By Trudy Wallace et. al
Children, adolescents and adults sometimes fear the challenge of sustained, formal speaking before large groups. Teachers can help reduce unrealistic fears by pointing out how common they are among people and what to do about them. They can also help to reduce such fears by maintaining a friendly atmosphere in the class and providing opportunities for students to practice alone or with one other student and then before increasingly larger groups. Thus, students can practice speaking in front of their peers who face the same situation.

Students can practise presenting information, answering questions and holding group discussions. Frequent classroom presentations and discussions enable teachers to diagnose and remedy problems.
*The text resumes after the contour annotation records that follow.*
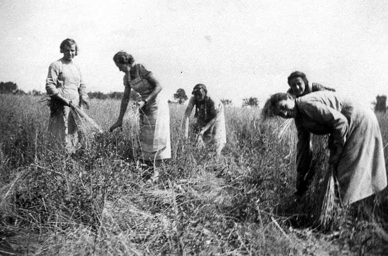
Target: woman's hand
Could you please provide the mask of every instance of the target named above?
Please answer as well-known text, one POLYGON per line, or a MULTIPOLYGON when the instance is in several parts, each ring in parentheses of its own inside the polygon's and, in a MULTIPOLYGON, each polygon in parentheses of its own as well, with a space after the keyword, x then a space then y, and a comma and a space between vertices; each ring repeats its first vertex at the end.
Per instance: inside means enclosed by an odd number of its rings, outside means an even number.
POLYGON ((199 132, 199 136, 201 136, 201 137, 203 136, 203 134, 205 134, 205 132, 206 132, 206 131, 205 131, 205 130, 203 128, 202 128, 202 129, 201 129, 201 131, 199 132))
POLYGON ((142 109, 146 105, 146 102, 144 100, 140 100, 136 103, 136 105, 139 107, 139 109, 142 109))
POLYGON ((72 101, 71 100, 69 100, 67 99, 67 101, 66 101, 66 105, 67 105, 68 106, 70 106, 70 107, 72 106, 73 106, 73 101, 72 101))
POLYGON ((113 132, 113 130, 115 130, 116 128, 117 128, 118 127, 121 127, 121 126, 122 125, 122 121, 118 120, 109 129, 109 132, 113 132))

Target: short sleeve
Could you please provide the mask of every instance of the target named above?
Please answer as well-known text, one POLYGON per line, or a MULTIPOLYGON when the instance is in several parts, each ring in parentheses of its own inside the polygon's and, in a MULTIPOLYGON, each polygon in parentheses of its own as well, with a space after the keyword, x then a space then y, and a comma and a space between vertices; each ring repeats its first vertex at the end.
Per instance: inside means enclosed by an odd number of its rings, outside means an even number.
POLYGON ((131 84, 129 83, 129 81, 128 81, 129 77, 128 74, 127 73, 125 75, 124 75, 124 77, 122 77, 122 83, 124 84, 125 87, 131 87, 131 84))
POLYGON ((208 115, 209 119, 212 119, 217 116, 217 110, 219 105, 217 104, 218 101, 215 102, 213 99, 209 98, 208 101, 208 115))
POLYGON ((137 72, 142 78, 147 79, 149 76, 152 75, 152 72, 147 70, 145 67, 141 64, 137 64, 137 72))
POLYGON ((46 91, 50 96, 58 93, 56 87, 60 73, 60 66, 59 63, 54 62, 50 65, 47 78, 46 79, 46 91))

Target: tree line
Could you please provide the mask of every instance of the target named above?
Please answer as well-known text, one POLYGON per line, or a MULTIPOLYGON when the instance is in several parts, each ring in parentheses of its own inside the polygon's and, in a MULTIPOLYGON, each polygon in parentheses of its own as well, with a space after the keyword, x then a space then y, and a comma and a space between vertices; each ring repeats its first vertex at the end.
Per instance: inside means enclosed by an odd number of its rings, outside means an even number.
MULTIPOLYGON (((22 90, 17 88, 17 85, 12 82, 0 82, 0 94, 12 94, 21 95, 29 95, 33 96, 40 96, 43 93, 40 91, 33 90, 28 92, 26 92, 22 90)), ((112 92, 109 93, 104 93, 101 92, 89 92, 88 93, 88 96, 90 99, 120 99, 122 98, 124 93, 122 92, 112 92)), ((185 102, 189 99, 189 97, 186 95, 185 90, 179 88, 176 90, 176 92, 174 94, 174 99, 175 101, 169 100, 169 103, 174 103, 177 104, 183 104, 185 102)), ((131 92, 130 99, 137 101, 140 99, 140 95, 135 92, 133 90, 131 92)), ((224 105, 232 104, 232 100, 228 99, 221 99, 221 101, 224 105)), ((372 102, 375 105, 375 110, 376 111, 380 111, 385 112, 386 111, 386 96, 377 95, 376 97, 376 101, 372 102)), ((259 105, 259 100, 257 98, 255 97, 250 97, 242 99, 242 106, 258 106, 259 105)))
Students can benefit from learning by setting themselves presentation goals and assessing their own progress. Observing proficient speakers can help students to set such goals. Practising oral presentation in these ways can lessen students’ anxieties while, at the same time, helping them to learn the subject matter of the lesson.

Students are less likely to be fearful and anxious and more likely to do well if they are well prepared. Preparedness can be enhanced by in-depth mastery of the subject matter, appropriate organization and rehearsing the presentation.

Provide opportunities to practise speaking before increasingly larger groups.

Taken from:
Wallace, Trudy 2004. Teaching Speaking, Listening, and Writing. Paris: International Academy of Education.